A screening of a film critical of Burma’s former military junta was cancelled this week. The film, “Twilight Over Burma: My Life as a Shan Princess”, directed by Austrian filmmaker Sabine Derflinger, tells the true story of Inge Sargent, an Austrian woman who married Sao Kya Seng, a prince – or saopha – of Myanmar’s Shan ethnic minority. Burma’s censorship board deemed the film capable of causing ‘disunity among national races’.


Amartya Sen has spoken out about India’s caste system stating, “I would say caste is anti-national because it divides the nation. We want to be national, not anti-national, for which it is important to eliminate all divisions”.

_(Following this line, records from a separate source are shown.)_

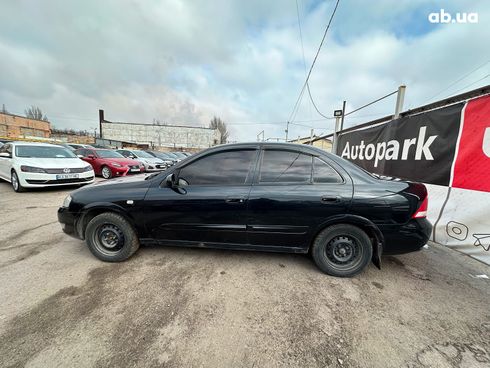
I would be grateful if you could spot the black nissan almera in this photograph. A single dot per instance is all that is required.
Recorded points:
(255, 196)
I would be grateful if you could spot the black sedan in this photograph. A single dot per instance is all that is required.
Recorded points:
(256, 196)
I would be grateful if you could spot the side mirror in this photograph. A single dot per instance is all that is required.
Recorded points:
(171, 181)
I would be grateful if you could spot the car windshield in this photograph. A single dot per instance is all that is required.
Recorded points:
(143, 154)
(43, 152)
(108, 154)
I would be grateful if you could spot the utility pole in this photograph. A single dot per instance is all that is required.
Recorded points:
(339, 115)
(400, 97)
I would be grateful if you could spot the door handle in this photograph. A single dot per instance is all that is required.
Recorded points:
(233, 200)
(330, 199)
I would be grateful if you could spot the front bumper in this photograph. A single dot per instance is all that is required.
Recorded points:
(68, 222)
(157, 167)
(38, 180)
(406, 238)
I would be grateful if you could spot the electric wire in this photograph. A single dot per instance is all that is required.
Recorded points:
(298, 100)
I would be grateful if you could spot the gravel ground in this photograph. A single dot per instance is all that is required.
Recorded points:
(171, 307)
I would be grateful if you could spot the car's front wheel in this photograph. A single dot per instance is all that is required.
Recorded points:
(106, 172)
(16, 185)
(111, 238)
(342, 250)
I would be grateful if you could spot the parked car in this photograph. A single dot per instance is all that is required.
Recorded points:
(34, 165)
(108, 163)
(174, 156)
(180, 155)
(162, 156)
(258, 196)
(78, 146)
(150, 162)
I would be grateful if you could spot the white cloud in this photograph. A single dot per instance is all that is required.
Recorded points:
(183, 62)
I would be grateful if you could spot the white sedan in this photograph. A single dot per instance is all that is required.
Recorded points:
(34, 165)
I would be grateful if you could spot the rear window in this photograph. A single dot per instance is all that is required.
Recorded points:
(324, 173)
(285, 167)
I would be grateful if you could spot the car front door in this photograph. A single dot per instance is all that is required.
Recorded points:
(209, 204)
(292, 195)
(5, 162)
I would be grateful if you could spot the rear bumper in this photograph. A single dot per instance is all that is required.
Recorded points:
(68, 221)
(406, 238)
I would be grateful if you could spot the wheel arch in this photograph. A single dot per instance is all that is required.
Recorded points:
(89, 212)
(369, 227)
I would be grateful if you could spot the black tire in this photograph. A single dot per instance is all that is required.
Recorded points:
(14, 180)
(342, 250)
(111, 238)
(107, 171)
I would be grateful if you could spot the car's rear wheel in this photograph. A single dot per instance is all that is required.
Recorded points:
(342, 250)
(111, 238)
(14, 180)
(106, 172)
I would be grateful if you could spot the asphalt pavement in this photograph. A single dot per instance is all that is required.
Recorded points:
(172, 307)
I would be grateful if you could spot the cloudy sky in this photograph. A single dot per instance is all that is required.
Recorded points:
(183, 62)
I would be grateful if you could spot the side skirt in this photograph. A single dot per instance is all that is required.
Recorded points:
(192, 244)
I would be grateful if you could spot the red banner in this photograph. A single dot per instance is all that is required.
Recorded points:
(472, 165)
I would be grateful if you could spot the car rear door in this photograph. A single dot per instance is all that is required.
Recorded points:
(292, 195)
(210, 204)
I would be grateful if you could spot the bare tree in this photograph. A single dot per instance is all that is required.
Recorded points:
(35, 112)
(217, 123)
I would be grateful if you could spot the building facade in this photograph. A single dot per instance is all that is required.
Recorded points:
(15, 126)
(158, 136)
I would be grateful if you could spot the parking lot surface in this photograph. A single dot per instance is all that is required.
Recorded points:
(172, 307)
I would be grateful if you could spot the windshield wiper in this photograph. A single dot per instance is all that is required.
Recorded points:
(151, 176)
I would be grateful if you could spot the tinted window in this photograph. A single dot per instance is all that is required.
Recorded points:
(285, 167)
(324, 173)
(225, 168)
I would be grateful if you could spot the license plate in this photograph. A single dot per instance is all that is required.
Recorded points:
(67, 176)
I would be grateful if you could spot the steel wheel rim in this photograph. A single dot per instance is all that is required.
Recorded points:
(108, 239)
(15, 181)
(106, 173)
(344, 252)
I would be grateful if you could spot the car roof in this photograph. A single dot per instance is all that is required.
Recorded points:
(19, 143)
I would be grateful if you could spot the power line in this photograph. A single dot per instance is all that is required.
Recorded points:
(369, 104)
(314, 105)
(468, 85)
(459, 80)
(298, 100)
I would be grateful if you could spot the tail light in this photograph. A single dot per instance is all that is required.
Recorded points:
(422, 210)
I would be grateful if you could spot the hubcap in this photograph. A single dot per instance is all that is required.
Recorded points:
(108, 239)
(106, 173)
(343, 251)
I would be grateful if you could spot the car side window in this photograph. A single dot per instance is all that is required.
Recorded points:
(223, 168)
(6, 148)
(324, 173)
(285, 167)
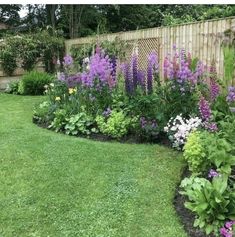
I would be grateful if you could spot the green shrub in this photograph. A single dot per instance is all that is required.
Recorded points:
(116, 125)
(12, 87)
(194, 153)
(212, 202)
(59, 120)
(32, 83)
(8, 58)
(80, 123)
(43, 113)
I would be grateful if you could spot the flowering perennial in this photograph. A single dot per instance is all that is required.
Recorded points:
(179, 128)
(231, 94)
(212, 173)
(214, 86)
(204, 109)
(227, 230)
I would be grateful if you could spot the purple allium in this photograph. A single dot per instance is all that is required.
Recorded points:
(127, 77)
(107, 112)
(68, 60)
(134, 63)
(204, 109)
(231, 94)
(212, 173)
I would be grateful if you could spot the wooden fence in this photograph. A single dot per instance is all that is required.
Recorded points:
(202, 39)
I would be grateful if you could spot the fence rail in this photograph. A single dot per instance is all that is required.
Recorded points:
(202, 39)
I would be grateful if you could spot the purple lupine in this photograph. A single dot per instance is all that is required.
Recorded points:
(214, 86)
(227, 229)
(204, 109)
(152, 68)
(149, 78)
(134, 63)
(127, 77)
(100, 69)
(143, 122)
(153, 60)
(107, 112)
(231, 94)
(114, 67)
(141, 79)
(213, 173)
(68, 60)
(210, 126)
(73, 80)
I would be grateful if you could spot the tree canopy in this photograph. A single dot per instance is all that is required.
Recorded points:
(83, 20)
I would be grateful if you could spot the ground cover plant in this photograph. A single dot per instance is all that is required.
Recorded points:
(57, 185)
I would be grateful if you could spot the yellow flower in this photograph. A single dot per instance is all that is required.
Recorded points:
(70, 91)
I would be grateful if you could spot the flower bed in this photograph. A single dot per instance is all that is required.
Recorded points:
(115, 101)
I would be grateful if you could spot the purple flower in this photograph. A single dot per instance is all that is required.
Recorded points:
(149, 78)
(114, 67)
(212, 173)
(214, 87)
(141, 79)
(227, 229)
(153, 61)
(204, 109)
(143, 122)
(134, 70)
(231, 94)
(68, 60)
(210, 126)
(127, 77)
(152, 68)
(107, 112)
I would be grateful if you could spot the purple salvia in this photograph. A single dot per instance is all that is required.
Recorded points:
(134, 62)
(204, 109)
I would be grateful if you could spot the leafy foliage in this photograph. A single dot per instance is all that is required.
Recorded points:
(32, 83)
(213, 202)
(194, 153)
(79, 123)
(116, 125)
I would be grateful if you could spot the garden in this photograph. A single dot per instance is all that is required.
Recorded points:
(98, 146)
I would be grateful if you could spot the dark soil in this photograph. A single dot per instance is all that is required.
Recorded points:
(186, 216)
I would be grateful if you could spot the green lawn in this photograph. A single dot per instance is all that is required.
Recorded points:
(56, 185)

According to the Times of India, men of upper caste electrocuted a 12-year-old ‘jaatav’ boy for merely plucking corn from their farm field in Agra.



Credits: Afolabi Sotunde/Reuters

The BBC has reported that, “Boko Haram have shot dead 18 women at a funeral in Nigeria’s northeast, rampaging through a village, setting houses on fire and shooting at random, witnesses and local government officials”.

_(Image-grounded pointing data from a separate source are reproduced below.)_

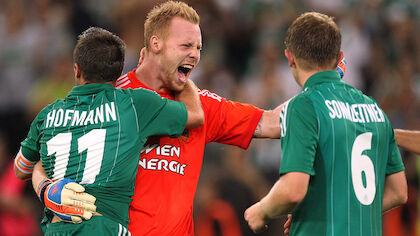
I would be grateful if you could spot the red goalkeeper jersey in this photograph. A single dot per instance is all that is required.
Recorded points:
(169, 168)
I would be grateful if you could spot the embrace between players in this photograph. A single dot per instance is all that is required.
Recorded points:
(338, 173)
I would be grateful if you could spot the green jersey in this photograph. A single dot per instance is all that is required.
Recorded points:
(94, 136)
(341, 138)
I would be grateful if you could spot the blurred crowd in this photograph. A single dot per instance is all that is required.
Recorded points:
(242, 60)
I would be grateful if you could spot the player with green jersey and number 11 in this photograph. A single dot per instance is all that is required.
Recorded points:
(340, 166)
(94, 136)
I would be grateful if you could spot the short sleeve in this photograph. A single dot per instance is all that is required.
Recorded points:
(30, 146)
(157, 115)
(299, 139)
(394, 163)
(229, 122)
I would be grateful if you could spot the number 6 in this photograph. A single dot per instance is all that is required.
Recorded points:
(362, 163)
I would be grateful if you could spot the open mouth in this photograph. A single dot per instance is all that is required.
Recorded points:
(183, 71)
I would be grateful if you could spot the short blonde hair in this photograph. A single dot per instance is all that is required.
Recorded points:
(315, 39)
(158, 19)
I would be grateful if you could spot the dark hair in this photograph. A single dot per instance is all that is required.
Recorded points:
(315, 40)
(100, 55)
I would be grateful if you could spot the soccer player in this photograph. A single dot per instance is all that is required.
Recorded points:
(340, 166)
(94, 135)
(408, 139)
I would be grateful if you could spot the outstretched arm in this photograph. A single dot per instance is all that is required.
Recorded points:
(395, 191)
(408, 139)
(190, 97)
(269, 125)
(285, 195)
(65, 198)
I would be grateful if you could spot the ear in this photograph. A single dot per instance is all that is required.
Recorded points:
(77, 71)
(340, 56)
(155, 44)
(141, 59)
(290, 58)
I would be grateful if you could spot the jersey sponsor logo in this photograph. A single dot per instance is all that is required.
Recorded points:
(185, 135)
(60, 117)
(162, 164)
(359, 113)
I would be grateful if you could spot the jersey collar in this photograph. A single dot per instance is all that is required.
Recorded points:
(87, 89)
(322, 77)
(140, 84)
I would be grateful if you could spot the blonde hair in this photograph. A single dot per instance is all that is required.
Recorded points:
(315, 39)
(159, 18)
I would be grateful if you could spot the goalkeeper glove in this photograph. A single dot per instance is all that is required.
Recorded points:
(67, 200)
(341, 67)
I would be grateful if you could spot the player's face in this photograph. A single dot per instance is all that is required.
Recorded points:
(180, 53)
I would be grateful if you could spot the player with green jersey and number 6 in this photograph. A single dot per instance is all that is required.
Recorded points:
(340, 166)
(94, 137)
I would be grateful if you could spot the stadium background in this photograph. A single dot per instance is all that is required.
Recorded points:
(242, 60)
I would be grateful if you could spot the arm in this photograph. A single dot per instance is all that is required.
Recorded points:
(23, 167)
(269, 125)
(395, 191)
(65, 198)
(190, 97)
(285, 195)
(408, 139)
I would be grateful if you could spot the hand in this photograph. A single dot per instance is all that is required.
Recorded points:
(256, 219)
(287, 225)
(67, 200)
(341, 67)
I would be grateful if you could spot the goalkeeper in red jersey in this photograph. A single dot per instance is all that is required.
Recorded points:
(169, 168)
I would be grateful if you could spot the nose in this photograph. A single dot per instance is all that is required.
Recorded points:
(195, 54)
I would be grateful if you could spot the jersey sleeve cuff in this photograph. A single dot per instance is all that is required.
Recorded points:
(23, 164)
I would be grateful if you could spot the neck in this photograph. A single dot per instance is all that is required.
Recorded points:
(149, 74)
(82, 81)
(303, 75)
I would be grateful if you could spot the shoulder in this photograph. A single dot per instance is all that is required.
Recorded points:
(209, 96)
(301, 101)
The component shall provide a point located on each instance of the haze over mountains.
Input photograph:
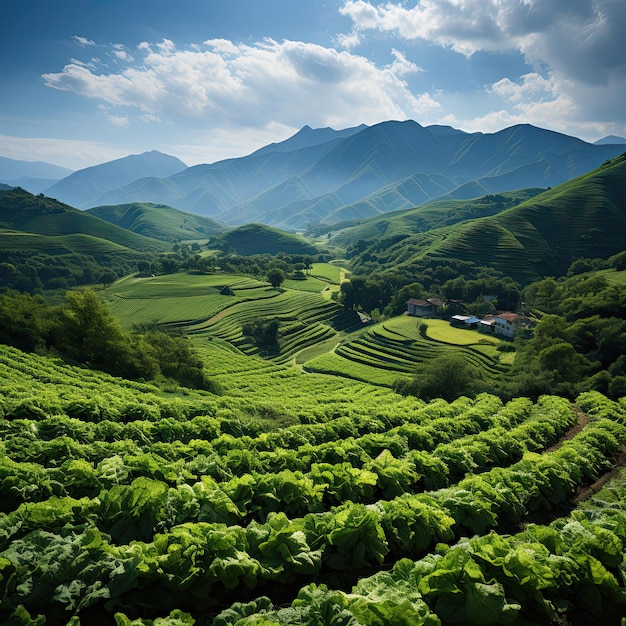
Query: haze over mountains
(330, 176)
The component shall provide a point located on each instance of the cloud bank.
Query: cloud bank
(228, 84)
(575, 48)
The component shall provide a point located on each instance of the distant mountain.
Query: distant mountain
(610, 139)
(327, 176)
(261, 239)
(83, 188)
(158, 221)
(43, 222)
(584, 217)
(429, 216)
(307, 137)
(31, 175)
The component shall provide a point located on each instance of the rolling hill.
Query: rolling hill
(158, 221)
(320, 175)
(435, 214)
(261, 239)
(82, 188)
(585, 217)
(23, 215)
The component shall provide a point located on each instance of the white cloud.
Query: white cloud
(226, 84)
(574, 46)
(63, 152)
(83, 41)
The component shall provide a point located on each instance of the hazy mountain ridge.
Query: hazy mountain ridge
(12, 170)
(81, 189)
(158, 221)
(22, 213)
(584, 217)
(321, 175)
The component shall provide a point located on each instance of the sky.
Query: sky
(88, 81)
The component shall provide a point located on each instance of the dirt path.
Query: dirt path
(581, 422)
(584, 493)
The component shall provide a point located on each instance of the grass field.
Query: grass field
(313, 335)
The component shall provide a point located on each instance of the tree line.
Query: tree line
(578, 344)
(82, 330)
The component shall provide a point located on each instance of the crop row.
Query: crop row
(193, 564)
(543, 574)
(197, 496)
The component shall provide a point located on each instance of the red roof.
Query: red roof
(510, 317)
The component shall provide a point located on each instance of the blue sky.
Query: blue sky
(87, 81)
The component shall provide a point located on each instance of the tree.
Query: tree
(446, 377)
(264, 333)
(89, 333)
(275, 277)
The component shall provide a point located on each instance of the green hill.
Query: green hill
(585, 217)
(22, 212)
(431, 215)
(158, 221)
(261, 239)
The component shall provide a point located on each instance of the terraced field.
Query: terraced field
(395, 349)
(312, 500)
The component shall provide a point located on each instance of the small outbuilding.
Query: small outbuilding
(423, 308)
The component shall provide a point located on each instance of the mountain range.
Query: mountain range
(325, 176)
(541, 236)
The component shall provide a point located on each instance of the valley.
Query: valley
(211, 424)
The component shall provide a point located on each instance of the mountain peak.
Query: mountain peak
(610, 139)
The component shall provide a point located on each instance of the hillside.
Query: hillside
(158, 221)
(25, 213)
(261, 239)
(585, 217)
(320, 175)
(82, 188)
(429, 216)
(12, 170)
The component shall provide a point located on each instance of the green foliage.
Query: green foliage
(445, 377)
(264, 333)
(84, 330)
(275, 277)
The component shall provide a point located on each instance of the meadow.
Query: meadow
(308, 492)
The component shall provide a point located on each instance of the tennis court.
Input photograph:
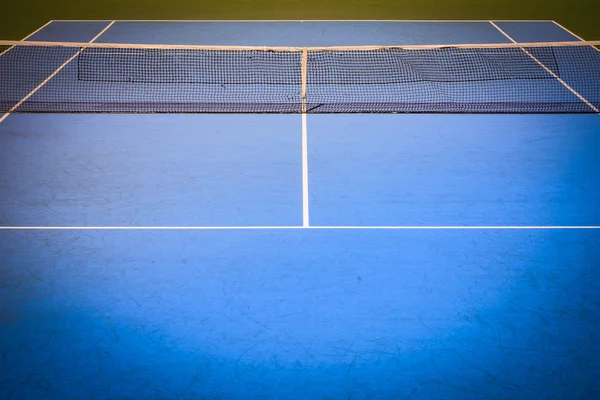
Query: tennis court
(298, 255)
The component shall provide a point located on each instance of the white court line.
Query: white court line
(549, 71)
(305, 20)
(323, 227)
(24, 99)
(305, 214)
(27, 37)
(570, 32)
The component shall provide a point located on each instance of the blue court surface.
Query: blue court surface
(332, 256)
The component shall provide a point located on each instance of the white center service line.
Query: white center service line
(24, 99)
(547, 69)
(305, 214)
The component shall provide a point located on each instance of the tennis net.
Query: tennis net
(561, 77)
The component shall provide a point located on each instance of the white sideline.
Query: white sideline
(570, 32)
(548, 70)
(322, 227)
(27, 37)
(24, 99)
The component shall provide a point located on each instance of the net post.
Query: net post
(304, 77)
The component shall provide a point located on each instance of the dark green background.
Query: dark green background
(23, 16)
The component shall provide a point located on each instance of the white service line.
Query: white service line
(305, 198)
(27, 37)
(568, 31)
(548, 70)
(333, 227)
(307, 20)
(24, 99)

According to the Premium Times, an operation carried out by troops of the Nigerian Army has resulted in the “arrest of two key Boko Haram’s commanders”

Bloomberg has reported that the Niger Delta Avengers threaten more violence stating that they will need, “a genuine attitude and conducive atmosphere” in order to, “commit to any proposed dialogue.”


Between April and May 2016, intruders broke into the offices of at least three groups in Kampala – the Forum for African Women Educationalists (FAWE), the Human Rights Awareness and Promotion Forum (HRAPF), and the Human Rights Network for Journalists-Uganda (HRNJ-Uganda). Human Rights Watch has highlighted the lack of investigation by Uganda’s police.



Credits: Alberto Gonzales Farran

According to The Washington Post, “The United Nations said Tuesday it has verified that 80,000 people have fled a conflict that began in January in Darfur’s Jebel Marra region”.

More than five million people in Sudan need urgent assistance after new displacements in Darfur and a surge of refugees arriving from South Sudan, a top European Commission official said Wednesday, reported the Daily Mail.

AllAfrica has reported that, “More than 20 families from the war-affected Sudanese state now reside in Kaya camp in Upper Nile.” Fleeing fighting in Kilgo in Sudan’s Blue Nile these refugees have now South Sudanese camp, “with more expected to arrive”.

South Sudan


Credits: Henry Wilkins/Al Jazeera

In South Sudan, Drought and economic collapse leave 20 percent of Northern Bahr el Ghazal’s population weeks away from famine.

It has been reported that, “There are roughly 16,000 child soldiers in South Sudan, according to the United Nations Mission in South Sudan and UNICEF”.